Ce tableau du peintre impressionniste Caillebotte s’inscrit dans la lignée des peintures d’autres impressionnistes tels que Millet ou Courbet, représentant le peuple. Caillebotte est un des premiers impressionnistes à avoir peint les ouvriers des villes, à l’heure de la révolution industrielle. Rejetée dans un premier temps au Salon de 1875 pour son réalisme vulgaire, cette œuvre a finalement rencontré un franc succès à la seconde exposition des impressionnistes de 1876.
Ce tableau présente plusieurs intérêts d’un point de vue artistique. En premier lieu, nous sommes interpelés par les jeux de lumière et de clair-obscur. La lumière du jour provenant de la fenêtre frappe à vif le parquet et les corps dénudés à la grecque des ouvriers en plein labeur, à même le sol, à moitié dans l’ombre. En second, nous sommes frappés par le parfait rendu de la perspective classique, accentuée par les effets de lumière entre les lames de parquet, formant des lignes. Ces lignes se rejoignent au lointain par un effet de plongée.
Ce tableau est également novateur, dans l’apanage qu’il fait des sens, d’un point de vue strictement masculin. La représentation d’hommes torses nus était assez rare dans la peinture académique, qui lui préférait celle d’odalisques féminines dénudées et sensuelles. La musculature de ces trois hommes travailleurs est non dépourvue de sensualité. On peut presque sentir les odeurs de transpiration de ces hommes travaillant durement torse nu, se mêlant aux odeurs du bois, tout juste raboté. La part de sensualité de ces odeurs masculines est indéniable, à l’image des fragrances masculines d’aujourd’hui, très souvent basées sur des odeurs de bois. À la sensualité de ces effluves de testostérone s’ajoute le parfum d’ivresse de la bouteille de vin au coin de l’image, seule boisson des ouvriers de l’époque.

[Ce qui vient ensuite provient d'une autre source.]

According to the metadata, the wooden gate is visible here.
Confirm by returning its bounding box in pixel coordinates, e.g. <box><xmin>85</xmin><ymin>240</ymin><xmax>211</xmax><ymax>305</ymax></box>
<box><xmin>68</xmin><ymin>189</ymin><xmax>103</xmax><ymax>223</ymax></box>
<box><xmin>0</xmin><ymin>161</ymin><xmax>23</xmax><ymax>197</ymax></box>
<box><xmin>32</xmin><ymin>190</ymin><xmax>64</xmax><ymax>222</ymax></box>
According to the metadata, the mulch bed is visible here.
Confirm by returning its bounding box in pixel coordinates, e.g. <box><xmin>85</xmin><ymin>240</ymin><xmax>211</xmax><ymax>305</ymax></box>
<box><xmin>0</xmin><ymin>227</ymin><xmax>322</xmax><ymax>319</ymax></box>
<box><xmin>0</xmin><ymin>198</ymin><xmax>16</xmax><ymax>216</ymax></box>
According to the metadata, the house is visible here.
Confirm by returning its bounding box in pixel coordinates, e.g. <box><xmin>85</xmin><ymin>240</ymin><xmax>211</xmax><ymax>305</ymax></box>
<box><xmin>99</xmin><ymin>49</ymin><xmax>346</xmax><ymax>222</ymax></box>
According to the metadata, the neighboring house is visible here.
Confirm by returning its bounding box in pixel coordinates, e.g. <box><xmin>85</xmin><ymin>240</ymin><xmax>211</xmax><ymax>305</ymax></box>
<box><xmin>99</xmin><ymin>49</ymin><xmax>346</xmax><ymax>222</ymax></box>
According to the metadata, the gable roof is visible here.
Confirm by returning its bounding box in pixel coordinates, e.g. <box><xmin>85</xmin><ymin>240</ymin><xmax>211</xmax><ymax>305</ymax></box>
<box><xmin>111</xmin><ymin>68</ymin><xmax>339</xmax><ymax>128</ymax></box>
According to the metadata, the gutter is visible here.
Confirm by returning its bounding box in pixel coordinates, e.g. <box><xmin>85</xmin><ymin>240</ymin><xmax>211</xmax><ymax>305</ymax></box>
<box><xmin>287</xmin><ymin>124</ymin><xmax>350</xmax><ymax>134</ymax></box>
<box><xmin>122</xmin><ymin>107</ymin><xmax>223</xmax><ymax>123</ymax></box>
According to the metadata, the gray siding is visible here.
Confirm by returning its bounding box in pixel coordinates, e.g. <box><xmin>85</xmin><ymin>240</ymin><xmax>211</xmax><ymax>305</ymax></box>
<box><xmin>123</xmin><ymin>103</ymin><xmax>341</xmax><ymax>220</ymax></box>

Ce tableau, qui fait presque penser à une photographie, nous marque par son grand réalisme. Les ouvriers sont très concentrés dans l’exécution de leurs tâches difficiles. Ils n’ont d’yeux que pour leur travail, qui les absorbe complètement. Ils ne se regardent pas ni ne nous regardent. Ils n’ont pas de temps pour cela, leur travail rude et répétitif nécessitant beaucoup d’énergie et de force. Ce travail pénible et ingrat, non encore mécanisé, des ouvriers issus du peuple est aux antipodes de la vie oisive des bourgeois fortunés, vivant dans de grands appartements haussmanniens comme celui du tableau. Le réalisme cru de sa représentation a beaucoup choqué les contemporains de Caillebotte, avant que ce tableau ne devienne un des chefs-d’œuvre du Musée d’Orsay à Paris.